File: skim2rrna_config.yaml
Description: Configuration file for the skim2rrna pipeline used in this study. This YAML file specifies all parameters and settings required to extract, assemble, and analyse ribosomal sequences from genome skimming data. The configuration includes sample sheet specifications, sequencing adapter sequences, read processing options (deduplication settings), gene annotation settings (barrnap kingdom), sequence alignment and trimming parameters, outgroup designation for phylogenetic analysis, and output plot dimensions.

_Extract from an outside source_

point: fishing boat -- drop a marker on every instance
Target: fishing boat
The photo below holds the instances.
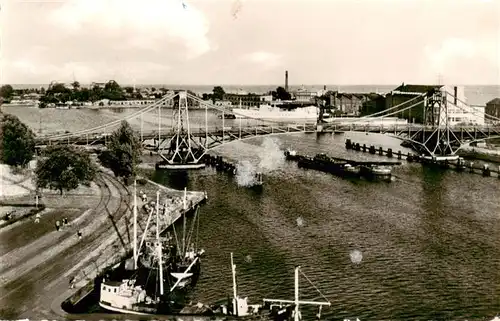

File: skim2rrna_samples.csv
Description: Sample sheet for the skim2rrna pipeline containing metadata and file paths for all sequencing samples analyzed in this study. The CSV file includes six columns: sample ID, forward read file path, reverse read file path, NCBI taxonomy ID (taxid), seed sequence reference, and target gene specification. Each row represents one paired-end sequencing sample with corresponding FASTQ file locations in the data directory. The taxonomy ID (6819) indicates the target taxonomic group for ribosomal gene assembly. This sample sheet enables batch processing of multiple genome skimming datasets through the skim2rrna pipeline.
Variables
- ID: Sample ID
- forward: Path to forward reads
- reverse: Path to reverse reads
- taxid: NCBI taxon ID
- seed: Path to GetOrganelle seed reference
- gene: Path to GetOrganelle gene reference
File: skim2rrna_gene.fasta
Description: Reference gene dataset used for ribosomal gene assembly and annotation with GetOrganelle. This FASTA file was generated using go_fetch.py (https://github.com/o-william-white/go_fetch) which downloads sequences from related taxa from NCBI.
File: skim2rrna_seed.fasta
Description: Reference seed dataset used for ribosomal gene assembly and annotation with GetOrganelle. This FASTA file was generated using go_fetch.py (https://github.com/o-william-white/go_fetch) which downloads sequences from related taxa from NCBI.
File: skim2rrna_shao_et_al.zip
Description: Zipped file containing ribosomal assemblies of raw sequence data from Shao et al. (2023) https://doi.org/10.1016/j.cell.2023.02.005. The assembled sequences are in FASTA format and samples are named following the sample names used by Shao et al. (2023). In total there are 78 FASTA files.
File: skim2mito_shao_et_al.zip
Description: Zipped file containing mitochondrial assemblies of raw sequence data from Shao et al. (2023) https://doi.org/10.1016/j.cell.2023.02.005. The assembled sequences are in FASTA format and samples are named following the sample names used by Shao et al. (2023). In total there are 78 FASTA files.
File: sankey_plots.zip
Description: Zipped file containing sankey plots to visualise where sequence data was retained or lost throughout each step of the pipeline. The sample names are the same as those presented in our study. The sankey plots can be visualised in the HTML files and the associated metadata used to build the plots is found in the folder sharing the same sample name. In total there are 40 HTML files.